Dari sisi pasokan, kebijakan China menjadi faktor krusial yang mengguncang pasar perak global. Sebagai salah satu produsen perak terbesar dunia, rencana China membatasi ekspor mulai awal 2026 memicu kekhawatiran akan kelangkaan pasokan. Langkah ini memaksa negara lain untuk mencari sumber alternatif, yang tidak selalu mudah atau murah. Akibatnya, tekanan terhadap harga pun meningkat. Dalam kondisi seperti ini, pasar bereaksi cepat karena pasokan perak dunia relatif terbatas. Ketika permintaan industri terus naik, sementara pasokan terhambat, ketidakseimbangan pun tak terelakkan. Situasi ini memperkuat narasi bahwa dunia tengah memasuki fase baru persaingan sumber daya logam.

“Simak Juga : Bank Mandiri Komitmen Dukung Pemulihan Ekonomi Melalui Perlakuan Khusus Kredit untuk Debitur Terdampak Bencana”
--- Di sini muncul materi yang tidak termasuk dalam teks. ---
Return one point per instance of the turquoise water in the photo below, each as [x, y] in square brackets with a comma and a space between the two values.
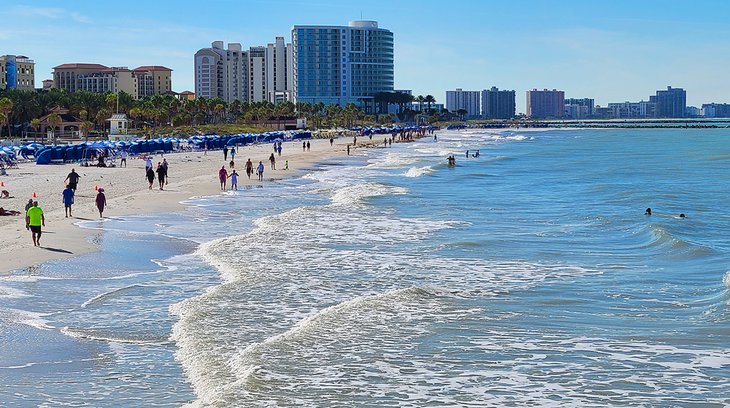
[527, 276]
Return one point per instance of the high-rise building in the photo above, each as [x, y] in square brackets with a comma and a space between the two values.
[257, 74]
[716, 110]
[17, 72]
[498, 104]
[254, 75]
[336, 64]
[545, 104]
[222, 73]
[671, 103]
[578, 108]
[139, 82]
[466, 100]
[280, 75]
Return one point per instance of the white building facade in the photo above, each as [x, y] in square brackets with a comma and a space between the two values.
[466, 100]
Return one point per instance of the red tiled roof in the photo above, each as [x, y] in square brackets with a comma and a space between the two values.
[152, 68]
[81, 66]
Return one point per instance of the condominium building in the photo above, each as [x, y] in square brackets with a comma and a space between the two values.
[279, 68]
[222, 73]
[466, 100]
[545, 104]
[716, 110]
[632, 110]
[17, 72]
[342, 64]
[578, 108]
[257, 74]
[254, 75]
[139, 82]
[498, 104]
[671, 103]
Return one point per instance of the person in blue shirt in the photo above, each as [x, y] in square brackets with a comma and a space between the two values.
[68, 200]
Industri Teknologi Dorong Permintaan Logam Mulia

Sekitar 60 persen konsumsi perak global kini digunakan untuk kebutuhan industri, mulai dari panel surya hingga baterai kendaraan listrik. Pertumbuhan pusat data dan teknologi AI juga menyerap perak dalam jumlah besar. Bahkan, perusahaan teknologi raksasa mulai mengamankan pasokan jangka panjang, seperti yang dilakukan Samsung melalui kesepakatan tambang di Meksiko. Langkah ini menunjukkan bahwa logam mulia telah menjadi komponen strategis dalam rantai pasok teknologi global. Di tengah perlombaan inovasi, ketersediaan logam menjadi faktor penentu. Oleh sebab itu, permintaan industri yang stabil dan cenderung meningkat memberi dasar kuat bagi harga perak dan logam lainnya.

Pelemahan Dolar dan Kebijakan The Fed Perkuat Tren

Faktor makroekonomi turut memperkuat reli logam mulia sepanjang 2025. Dolar AS melemah hampir 10 persen, sementara Federal Reserve memangkas suku bunga beberapa kali. Kombinasi ini menciptakan lingkungan yang kondusif bagi emas dan perak. Ketika suku bunga turun, daya tarik aset tanpa imbal hasil seperti emas justru meningkat. Selain itu, pelemahan dolar membuat harga logam mulia lebih terjangkau bagi pembeli global. Meski sebagian analis menilai harga saat ini sudah tinggi, banyak pihak berpendapat bahwa valuasi perak masih relatif murah jika disesuaikan dengan inflasi. Dengan dinamika tersebut, reli logam mulia tampaknya masih memiliki ruang untuk berlanjut di tahun-tahun mendatang.